In recent years, the development of new communication systems has been directed more and more by the customer desired for more comfort. An important factor for commercial success is the high quality of the hands-free interface.
Due to the lack of an acoustical barrier between loudspeaker and microphone, the signal of the communicating party at the far end is picked up by the microphone and transmitted back to its origin. The far speaker perceives this as an echo. The subjective disturbance of this echo increases with a longer transmission delay, e.g. in mobile radio systems. Thus, a cancellation of the acoustical echo is necessary.
An adaptive filter is used to identify and reconstruct the acoustic echo path and thus the room impulse response. The result of the filtering is an estimated echo signal, which can be subtracted from the microphone signal to reduce the disturbing echo. The adaptation is performed mainly in far-end single talk (FEST) phases where the near-end speaker does not talk. In phases of near-end single talk (NEST) or double talk (DT), the adaptation freezes and the current estimates is used until the next phase of FEST.
A statistical postfilter is used to reduce non-deterministic influences of the acoustic echo path. These influences are introduced by the time-variant room impulse response, as well as a limited adaptive filter length, which in real systems is smaller than the reverberation time.
Traditional algorithms for the adaption of these components, e.g., the LMS or RLS algorithm, usually depend on a combination of sophisticated control mechanism to ensure the adaption and the robustness in real time-variable and disturbed circumstances. These mechanism generally use a large number of different control parameters, which need a lot of experience to adjust to the respective situation. Another model-based approach leads to a Kalman-filter based adaption with an inherent step-size control.
By using a model-based approach for modelling the acoustical environment [Enzner06, Enzner14] it is possible to employ the Kalman algorithm in the context of echo cancellation. In contrast to the traditional approach, the acoustical echo path is considered as a time-variable vectorial state variable. A stationary Markov model is assumed for this variable. The near-end speech input represents an observation noise for the echo path.
The task of an acoustic echo controller is thus to extract the observation noise from the microphone signal in an optimal sense. The Kalman algorithm provides a possibility to estimate the parameters of a generalized Wiener filter. The two-stage filter structure consists of an acoustic echo canceller between transmit and receive paths and a postfilter for residual echo suppression.
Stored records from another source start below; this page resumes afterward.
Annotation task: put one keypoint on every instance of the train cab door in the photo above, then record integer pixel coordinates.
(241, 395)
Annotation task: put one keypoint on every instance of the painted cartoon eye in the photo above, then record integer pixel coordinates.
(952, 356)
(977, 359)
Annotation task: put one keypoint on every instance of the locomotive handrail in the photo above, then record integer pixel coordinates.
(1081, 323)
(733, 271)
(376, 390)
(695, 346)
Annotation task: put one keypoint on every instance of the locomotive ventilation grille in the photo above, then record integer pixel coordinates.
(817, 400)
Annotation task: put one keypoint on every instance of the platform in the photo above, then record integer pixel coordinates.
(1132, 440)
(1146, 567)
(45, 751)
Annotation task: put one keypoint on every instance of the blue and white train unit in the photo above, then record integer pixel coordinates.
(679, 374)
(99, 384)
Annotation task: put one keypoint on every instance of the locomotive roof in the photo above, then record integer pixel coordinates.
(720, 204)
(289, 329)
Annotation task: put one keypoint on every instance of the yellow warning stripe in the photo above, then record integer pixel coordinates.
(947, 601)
In contrast to previous solutions, this filter structure can be derived directly by following the MMSE criterion. The Kalman filter basically requires only three statistical parameters of the acoustic environment:
- the length of the echo path vector
- the degree of time-variability of the acoustic echo path, i.e., the time-constant of the vector Markov model of the echo path
- the Power Spectral Density (PSD) of the observation noise at the hands-free microphone
A generalization of this theory in order to achieve combined acoustic echo and noise reduction, is straightforward. The Wiener postfilter needs to be extended to consider the PSDs of existing additive noise.
Auto-Decorrelation with Linear Prediction
One problem in the identification process is the autocorrelation of the far-end signal, which often crucially affects the adaptation. Even sophisticated solutions like the state-space approach with the Kalman algorithm suffer to a certain extent from correlated input signals. Therefore, similar to an idea for the time domain NLMS algorithm [Antweiler95], linear prediction filters in the adaptation paths can be used to decorrelate the inputs for the adaptation algorithm without altering the physically transmitted acoustic signals [Kühl17a]. Due to the time-variant characteristics of the involved filters, an error is introduced by this process, which can be compensated for by an additional refiltering stage.
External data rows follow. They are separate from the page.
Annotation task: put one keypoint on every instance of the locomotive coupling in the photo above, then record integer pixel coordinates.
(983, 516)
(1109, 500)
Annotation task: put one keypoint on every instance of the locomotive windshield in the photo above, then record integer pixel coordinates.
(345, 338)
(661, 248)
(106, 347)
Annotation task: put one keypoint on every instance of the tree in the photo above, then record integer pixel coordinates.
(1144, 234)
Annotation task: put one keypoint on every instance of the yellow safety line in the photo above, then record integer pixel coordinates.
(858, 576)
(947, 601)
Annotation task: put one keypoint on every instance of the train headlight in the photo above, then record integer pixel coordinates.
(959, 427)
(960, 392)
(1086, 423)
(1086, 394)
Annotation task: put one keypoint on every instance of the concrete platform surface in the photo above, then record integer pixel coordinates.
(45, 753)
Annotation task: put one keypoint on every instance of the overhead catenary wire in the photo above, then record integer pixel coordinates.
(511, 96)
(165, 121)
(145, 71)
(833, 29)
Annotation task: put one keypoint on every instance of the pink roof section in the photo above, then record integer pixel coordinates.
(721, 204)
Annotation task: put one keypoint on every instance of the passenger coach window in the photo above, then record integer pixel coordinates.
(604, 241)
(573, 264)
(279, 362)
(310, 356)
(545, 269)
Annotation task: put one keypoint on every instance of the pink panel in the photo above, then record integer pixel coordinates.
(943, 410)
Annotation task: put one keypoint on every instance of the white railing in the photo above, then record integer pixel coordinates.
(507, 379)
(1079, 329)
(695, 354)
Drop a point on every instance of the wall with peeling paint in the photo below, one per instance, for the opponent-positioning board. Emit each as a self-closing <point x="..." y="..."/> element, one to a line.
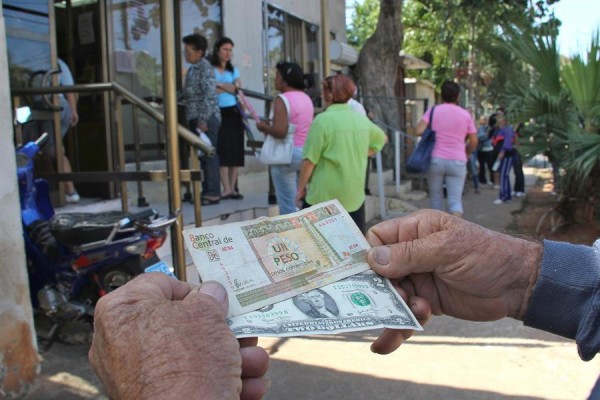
<point x="19" y="360"/>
As a result of increasing computational resources as well as the possibility to use more than only one loudspeaker and microphone even in small devices like smartphones, multichannel acoustic echo cancellers receive more and more interest. For each microphone a separate echo canceller is needed as every echo signal at every microphone has to be cancelled. Regarding only one microphone, the total echo consists now of the different echo signals from each loudspeaker. To cancel these echoes, the impulse responses from each loudspeaker to the microphone have to be estimated from the same microphone signal. If the loudspeaker signals are cross-correlated, the estimation problem becomes ill-conditioned or even ambiguous, leading to the so called non-uniqueness problem.
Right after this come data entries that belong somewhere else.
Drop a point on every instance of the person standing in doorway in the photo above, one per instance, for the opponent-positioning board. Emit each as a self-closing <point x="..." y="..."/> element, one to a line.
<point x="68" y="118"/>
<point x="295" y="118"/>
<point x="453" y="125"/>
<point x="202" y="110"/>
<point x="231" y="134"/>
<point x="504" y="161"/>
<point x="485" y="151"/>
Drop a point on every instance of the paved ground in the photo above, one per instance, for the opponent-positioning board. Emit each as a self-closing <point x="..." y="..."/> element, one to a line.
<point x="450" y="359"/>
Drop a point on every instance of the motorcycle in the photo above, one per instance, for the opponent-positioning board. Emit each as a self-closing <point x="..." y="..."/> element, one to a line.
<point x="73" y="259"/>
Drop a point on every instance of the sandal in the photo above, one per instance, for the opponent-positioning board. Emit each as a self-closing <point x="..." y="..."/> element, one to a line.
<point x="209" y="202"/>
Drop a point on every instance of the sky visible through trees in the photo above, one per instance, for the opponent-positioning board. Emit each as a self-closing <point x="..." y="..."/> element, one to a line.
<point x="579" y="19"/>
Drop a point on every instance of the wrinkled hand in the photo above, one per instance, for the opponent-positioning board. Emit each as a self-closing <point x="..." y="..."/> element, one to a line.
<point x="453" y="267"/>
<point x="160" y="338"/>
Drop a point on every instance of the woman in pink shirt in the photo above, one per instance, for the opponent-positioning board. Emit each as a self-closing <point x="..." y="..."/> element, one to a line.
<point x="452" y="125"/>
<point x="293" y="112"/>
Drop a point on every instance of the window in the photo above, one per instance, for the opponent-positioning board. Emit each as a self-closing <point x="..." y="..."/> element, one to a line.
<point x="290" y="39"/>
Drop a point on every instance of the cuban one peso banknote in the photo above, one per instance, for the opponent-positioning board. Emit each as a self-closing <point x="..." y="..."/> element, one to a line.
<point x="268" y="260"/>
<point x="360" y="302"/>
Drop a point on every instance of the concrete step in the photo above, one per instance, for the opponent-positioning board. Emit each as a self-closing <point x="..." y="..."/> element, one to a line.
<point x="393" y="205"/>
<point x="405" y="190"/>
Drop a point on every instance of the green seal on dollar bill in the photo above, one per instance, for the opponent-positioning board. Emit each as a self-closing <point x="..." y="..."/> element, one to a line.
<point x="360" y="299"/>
To circumvent this problem, the far-end input signals are often decorrelated, e.g., with an half-wave –rectifier, adding non-linearities to the signal and therefore leading to more decorrelated input signals. Also the autocorrelation of each input has a negative impact on the identification performance. A possibility considering both, auto- and cross-correlation is the combinatino of half-wave –rectifer and the usage of linear predictor filters in the adaptation process [Kühl17b].